I have a set of word documents that contains a lot of non-embedded images in them. The url that the images point to no longer exist. I would like to programmatically change the domain name of the url to something else. How can I go about doing this in Java or Python ?
Perhaps the Microsoft Office Word binary file format specification could help you here, though someone who already did stuff like this might come up with a better answer.
This is the sort of thing that VBA is for:
Sub HlinkChanger()
Dim oRange As Word.Range
Dim oField As Field
Dim link As Variant
With ActiveDocument
.Range.AutoFormat
For Each oRange In .StoryRanges
For Each oFld In oRange.Fields
If oFld.Type = wdFieldHyperlink Then
For Each link In oFld.Result.Hyperlinks
// the hyperlink is stored in link.Address
// strip the first x characters of the URL
// and replace them with your new URL
Next link
End If
Next oFld
Set oRange = oRange.NextStoryRange
Next oRange
You want to do this in Java or Python. Try OpenOffice. In OpenOffice, you can insert Java or Python code as a "Makro".
I'm sure there will be a possibility to change the image URLs.
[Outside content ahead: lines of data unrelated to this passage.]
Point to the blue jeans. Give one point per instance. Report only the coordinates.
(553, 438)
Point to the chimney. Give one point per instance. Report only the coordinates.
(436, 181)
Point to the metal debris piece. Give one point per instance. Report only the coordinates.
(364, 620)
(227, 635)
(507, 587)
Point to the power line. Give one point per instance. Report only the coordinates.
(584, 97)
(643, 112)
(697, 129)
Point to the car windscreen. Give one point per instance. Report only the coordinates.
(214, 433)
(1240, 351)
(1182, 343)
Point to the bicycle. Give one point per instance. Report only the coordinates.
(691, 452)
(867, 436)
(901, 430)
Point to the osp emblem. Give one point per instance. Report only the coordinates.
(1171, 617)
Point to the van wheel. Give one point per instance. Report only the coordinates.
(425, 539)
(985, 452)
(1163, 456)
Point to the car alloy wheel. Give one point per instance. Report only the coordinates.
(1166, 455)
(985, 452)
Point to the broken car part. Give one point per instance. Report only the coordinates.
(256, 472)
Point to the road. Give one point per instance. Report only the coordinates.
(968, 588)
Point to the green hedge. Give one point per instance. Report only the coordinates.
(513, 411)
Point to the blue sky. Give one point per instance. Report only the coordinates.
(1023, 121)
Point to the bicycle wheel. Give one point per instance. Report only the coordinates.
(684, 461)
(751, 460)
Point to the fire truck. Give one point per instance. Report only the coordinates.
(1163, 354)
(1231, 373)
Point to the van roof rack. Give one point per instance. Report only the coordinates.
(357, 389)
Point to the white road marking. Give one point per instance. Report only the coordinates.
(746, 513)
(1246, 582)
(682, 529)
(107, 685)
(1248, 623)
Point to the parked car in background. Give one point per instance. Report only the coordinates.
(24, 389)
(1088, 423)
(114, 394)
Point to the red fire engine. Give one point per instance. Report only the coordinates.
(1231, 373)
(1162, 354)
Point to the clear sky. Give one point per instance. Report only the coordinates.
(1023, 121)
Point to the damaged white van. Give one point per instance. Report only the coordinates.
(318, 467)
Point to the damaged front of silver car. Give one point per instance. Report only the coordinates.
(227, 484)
The VBA answer is the closest because this is best done using the Microsoft Word COM API. However, you can use this just as well from Python. I've used it myself to import data into a database from hundreds of forms that were Word Documents.
This article explains the basics. Note that even though it creates a class wrapper for the WordDocument COM object, you don't need to do this if you don't want to. You can just access the COM API directly.
For documentation of the WordDocument COM API, open a word document, press Alt-F11 to open the VBA editor, and then F2 to view the object browser. This allows you to browse through all of the objects and the methods that they provide. An introduction to Python and the COM object model is found here.